Le système suisse de prévoyance est mal en point

mercredi, 26.06.2019

Philippe G. Müller*

Le système de prévoyance helvétique basé sur les trois piliers et sur une large base, est principalement destiné à assurer les moyens de subsistance à l’âge de la retraite. Mais il est confronté à de gros défis: le vieillissement continu de la population et les taux d’intérêt historiquement bas.

Pourtant, depuis une vingtaine d’années, aucune réforme structurelle n’a abouti en Suisse. Seule exception: le financement complémentaire alloué à l’AVS, récemment voté avec le paquet de réforme fiscale (RFFA), qui comble simplement le déficit grandissant de l’AVS en y versant davantage de recettes fiscales. 

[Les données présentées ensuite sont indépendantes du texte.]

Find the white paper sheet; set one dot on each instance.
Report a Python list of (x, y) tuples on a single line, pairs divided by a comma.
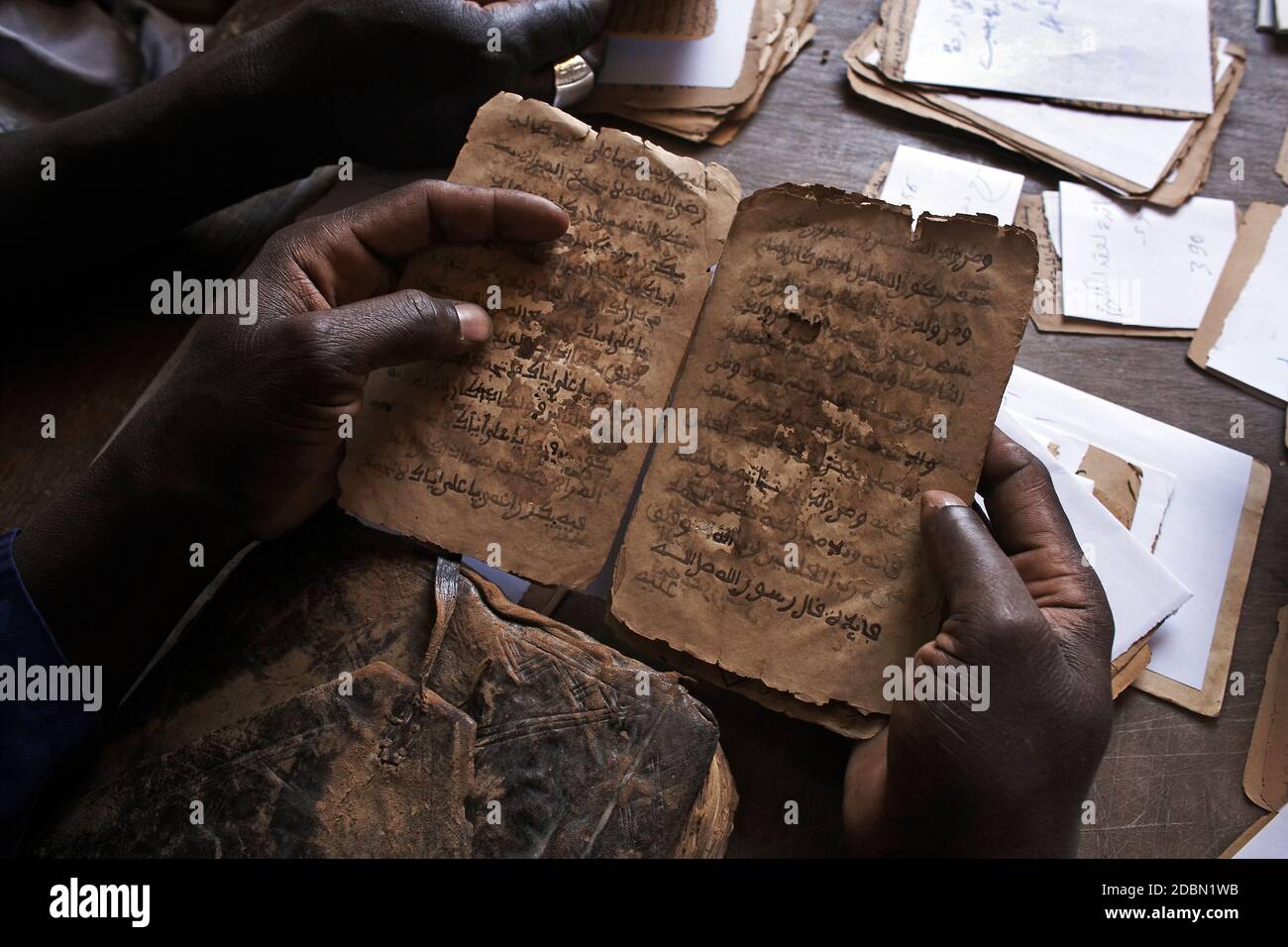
[(1202, 519), (1155, 484), (1141, 590), (1051, 209), (1265, 14), (940, 184), (1145, 53), (1137, 147), (1253, 343), (1140, 265), (1271, 841), (712, 62)]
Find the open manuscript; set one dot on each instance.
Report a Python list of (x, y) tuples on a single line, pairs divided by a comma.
[(835, 367)]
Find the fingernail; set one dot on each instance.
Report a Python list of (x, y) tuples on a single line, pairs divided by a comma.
[(476, 324), (939, 499)]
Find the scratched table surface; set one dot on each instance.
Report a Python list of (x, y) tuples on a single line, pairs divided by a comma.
[(1171, 781)]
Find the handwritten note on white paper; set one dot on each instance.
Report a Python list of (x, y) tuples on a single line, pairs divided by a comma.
[(712, 62), (1202, 519), (1146, 53), (940, 184), (1140, 265), (1253, 343)]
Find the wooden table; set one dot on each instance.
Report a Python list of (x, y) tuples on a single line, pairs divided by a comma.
[(1171, 781)]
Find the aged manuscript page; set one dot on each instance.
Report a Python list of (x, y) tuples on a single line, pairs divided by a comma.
[(496, 447), (842, 365), (664, 20)]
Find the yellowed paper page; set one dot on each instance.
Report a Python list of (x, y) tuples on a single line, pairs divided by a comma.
[(662, 20), (842, 365), (492, 455)]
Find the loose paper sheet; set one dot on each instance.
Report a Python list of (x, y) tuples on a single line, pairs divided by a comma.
[(1205, 543), (496, 447), (1136, 147), (1151, 54), (1265, 777), (1141, 590), (715, 60), (945, 185), (1051, 208), (1270, 841), (831, 341), (1046, 132), (1140, 265), (1253, 343), (1136, 492), (671, 20)]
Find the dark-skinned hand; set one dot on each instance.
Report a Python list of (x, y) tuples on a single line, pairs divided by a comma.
[(244, 440), (1009, 780)]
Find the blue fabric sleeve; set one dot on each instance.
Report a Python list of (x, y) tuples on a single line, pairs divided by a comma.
[(43, 715)]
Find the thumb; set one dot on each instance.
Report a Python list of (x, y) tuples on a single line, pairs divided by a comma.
[(864, 814), (402, 328), (550, 30), (988, 603)]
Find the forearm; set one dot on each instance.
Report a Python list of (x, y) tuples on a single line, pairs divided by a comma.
[(110, 564), (226, 125)]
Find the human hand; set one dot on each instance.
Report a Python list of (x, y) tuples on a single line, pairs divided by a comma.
[(249, 424), (398, 81), (1020, 600)]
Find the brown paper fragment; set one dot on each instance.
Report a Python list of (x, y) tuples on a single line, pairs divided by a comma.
[(662, 20), (1117, 482), (1188, 172), (780, 31), (1210, 698), (835, 715), (496, 447), (1254, 228), (1265, 777), (1248, 834), (815, 427), (898, 18), (1129, 665), (706, 835)]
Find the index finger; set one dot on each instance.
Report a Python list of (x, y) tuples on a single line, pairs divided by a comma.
[(432, 211), (357, 253), (1022, 506)]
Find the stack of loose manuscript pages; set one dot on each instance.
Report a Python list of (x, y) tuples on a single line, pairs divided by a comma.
[(1048, 80), (697, 68), (1168, 519)]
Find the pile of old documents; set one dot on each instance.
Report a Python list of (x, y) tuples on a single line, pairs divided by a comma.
[(1046, 81), (697, 68)]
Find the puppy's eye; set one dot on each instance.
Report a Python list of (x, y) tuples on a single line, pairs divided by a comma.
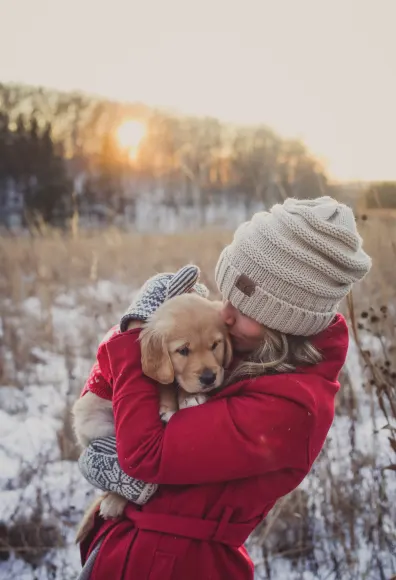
[(184, 351)]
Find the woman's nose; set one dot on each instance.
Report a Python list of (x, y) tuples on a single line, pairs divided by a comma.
[(228, 314)]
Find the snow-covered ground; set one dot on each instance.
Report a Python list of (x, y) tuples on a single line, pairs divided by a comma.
[(40, 482)]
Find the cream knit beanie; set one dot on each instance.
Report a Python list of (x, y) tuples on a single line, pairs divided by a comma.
[(290, 267)]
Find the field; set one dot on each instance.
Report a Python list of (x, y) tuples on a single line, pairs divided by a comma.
[(59, 293)]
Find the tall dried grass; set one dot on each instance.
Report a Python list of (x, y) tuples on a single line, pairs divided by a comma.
[(346, 505)]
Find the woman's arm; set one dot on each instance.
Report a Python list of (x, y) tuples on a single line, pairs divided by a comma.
[(225, 439)]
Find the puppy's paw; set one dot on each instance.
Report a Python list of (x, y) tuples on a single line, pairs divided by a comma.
[(192, 401), (112, 506)]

Et même si beaucoup ont aujourd’hui pris conscience que le système suisse de prévoyance est mal en point à moyen et à plus long terme, le débat public a souffert depuis trop longtemps de l’absence d’un indicateur objectif, fondé sur des paramètres clairs, permettant d’évaluer l’état de santé du système de prévoyance.

L’indice UBS de la prévoyance suisse

Pour remédier à cela, la Recherche d’UBS a introduit, il y a plus de deux ans, l’indice UBS de la prévoyance suisse, qui exprime chaque trimestre l’état du système. Avec ses quatre sous-indices (développement économique, démographie, finances et réformes), il intègre les facteurs les plus décisifs pour la pérennité du système. Une valeur négative pour un trimestre de l’indice UBS de la prévoyance suisse traduit une dégradation de la dynamique en glissement annuel, tandis qu’une valeur positive signale une amélioration.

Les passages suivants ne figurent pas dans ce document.